June Curry (February 8, 1921 - July 16, 2012), also known as “The Cookie Lady”, lived in Afton, Virginia, alongside the TransAmerica Trail, a cross-country bicycle route mapped by Adventure Cycling Association in 1976. For more than 35 years, Curry offered food, lodging, water and showers to cyclists passing through her town.

Curry – who was born in Afton and lived her entire life in the same house – came unexpectedly to her role as benefactor. Afton is at the top of a steep ascent, and during the inaugural Bikecentennial ride in 1976, she and her father encountered many tired cyclists in search of food and other provisions. In Curry's words, “I decided it was easier to feed them than to put them up!” Early on, Curry provided home-baked cookies to her visitors, which earned for her her nickname, “The Cookie Lady”.

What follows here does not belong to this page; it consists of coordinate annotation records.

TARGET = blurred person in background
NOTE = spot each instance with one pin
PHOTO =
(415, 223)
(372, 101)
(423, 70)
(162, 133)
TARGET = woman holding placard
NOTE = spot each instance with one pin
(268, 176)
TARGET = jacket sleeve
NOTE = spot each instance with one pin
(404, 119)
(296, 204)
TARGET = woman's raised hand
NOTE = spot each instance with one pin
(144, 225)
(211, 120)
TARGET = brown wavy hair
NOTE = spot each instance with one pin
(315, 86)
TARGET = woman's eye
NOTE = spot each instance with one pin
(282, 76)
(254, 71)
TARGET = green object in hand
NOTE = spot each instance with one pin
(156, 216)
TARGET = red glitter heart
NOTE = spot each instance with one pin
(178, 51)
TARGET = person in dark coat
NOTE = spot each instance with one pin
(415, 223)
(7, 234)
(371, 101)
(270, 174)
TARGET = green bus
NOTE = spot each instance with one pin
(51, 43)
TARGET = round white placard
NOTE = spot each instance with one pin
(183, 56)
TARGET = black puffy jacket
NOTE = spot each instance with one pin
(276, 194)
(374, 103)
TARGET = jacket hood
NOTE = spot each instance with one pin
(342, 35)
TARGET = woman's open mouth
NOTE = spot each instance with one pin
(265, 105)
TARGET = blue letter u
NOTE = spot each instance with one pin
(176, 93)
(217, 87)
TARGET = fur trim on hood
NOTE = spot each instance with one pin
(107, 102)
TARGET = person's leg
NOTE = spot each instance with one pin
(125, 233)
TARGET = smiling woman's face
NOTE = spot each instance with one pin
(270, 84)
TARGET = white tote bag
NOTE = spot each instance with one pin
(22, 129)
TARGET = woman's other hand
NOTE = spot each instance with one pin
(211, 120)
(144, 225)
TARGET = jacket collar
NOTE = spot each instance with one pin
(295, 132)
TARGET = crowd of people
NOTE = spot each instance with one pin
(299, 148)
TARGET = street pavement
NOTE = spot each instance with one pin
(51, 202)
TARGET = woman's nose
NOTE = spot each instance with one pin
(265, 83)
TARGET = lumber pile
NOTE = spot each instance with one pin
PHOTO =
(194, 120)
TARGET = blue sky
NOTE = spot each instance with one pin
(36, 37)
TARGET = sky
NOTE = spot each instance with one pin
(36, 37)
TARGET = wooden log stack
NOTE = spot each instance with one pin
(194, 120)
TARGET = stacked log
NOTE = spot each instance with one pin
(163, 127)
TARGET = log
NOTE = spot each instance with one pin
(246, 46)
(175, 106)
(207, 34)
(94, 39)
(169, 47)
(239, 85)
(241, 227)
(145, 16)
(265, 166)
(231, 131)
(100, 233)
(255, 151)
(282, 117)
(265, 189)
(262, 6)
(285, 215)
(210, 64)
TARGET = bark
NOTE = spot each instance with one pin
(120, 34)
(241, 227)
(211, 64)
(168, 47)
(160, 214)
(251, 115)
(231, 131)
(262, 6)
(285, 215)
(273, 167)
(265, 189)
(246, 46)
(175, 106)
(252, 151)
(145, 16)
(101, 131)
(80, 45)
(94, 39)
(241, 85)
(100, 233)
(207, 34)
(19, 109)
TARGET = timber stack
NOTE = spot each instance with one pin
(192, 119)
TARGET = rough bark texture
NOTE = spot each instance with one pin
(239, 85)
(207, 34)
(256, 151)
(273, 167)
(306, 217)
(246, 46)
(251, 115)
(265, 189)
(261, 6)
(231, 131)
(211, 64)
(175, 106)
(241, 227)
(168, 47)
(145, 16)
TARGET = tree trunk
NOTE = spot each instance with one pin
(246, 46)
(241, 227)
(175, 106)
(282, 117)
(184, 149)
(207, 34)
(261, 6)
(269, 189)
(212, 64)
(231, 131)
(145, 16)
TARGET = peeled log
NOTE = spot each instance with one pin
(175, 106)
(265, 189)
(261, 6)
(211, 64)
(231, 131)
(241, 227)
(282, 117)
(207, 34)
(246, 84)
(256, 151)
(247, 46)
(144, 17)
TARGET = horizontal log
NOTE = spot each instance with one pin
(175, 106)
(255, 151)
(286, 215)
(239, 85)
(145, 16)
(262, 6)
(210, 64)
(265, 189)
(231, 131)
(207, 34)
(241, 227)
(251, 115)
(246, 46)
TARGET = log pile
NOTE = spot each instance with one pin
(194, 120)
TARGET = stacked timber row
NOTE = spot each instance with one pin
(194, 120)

Curry owned another residence close to her own house, which eventually she set aside for the use of cyclists. The building, which became known variously as “The Bike House”, “The Bike Museum” or “The Cookie House”, accumulated an impressive collection of photographs, scrapbooks and other mementos of and from cyclists who had passed through. Curry was also the subject of an episode of Charles Kuralt's "On the Road" segment of CBS Sunday Morning. It has been estimated that more than 14,000 cyclists visited with Curry over the years.

In 2005, Curry suffered a stroke and, thanks to donations from cyclists and cycling organizations who had learned of her misfortune, was able to hire a caregiver.

In recognition of Curry's years of generosity, Adventure Cycling Association in 2003 established the June Curry Trail Angel Award to honor “a generous individual or group encountered during a bicycle tour that makes the cyclotourist’s journey easier or possible by helping the cyclist through an act of goodwill.” Curry was the award's first recipient.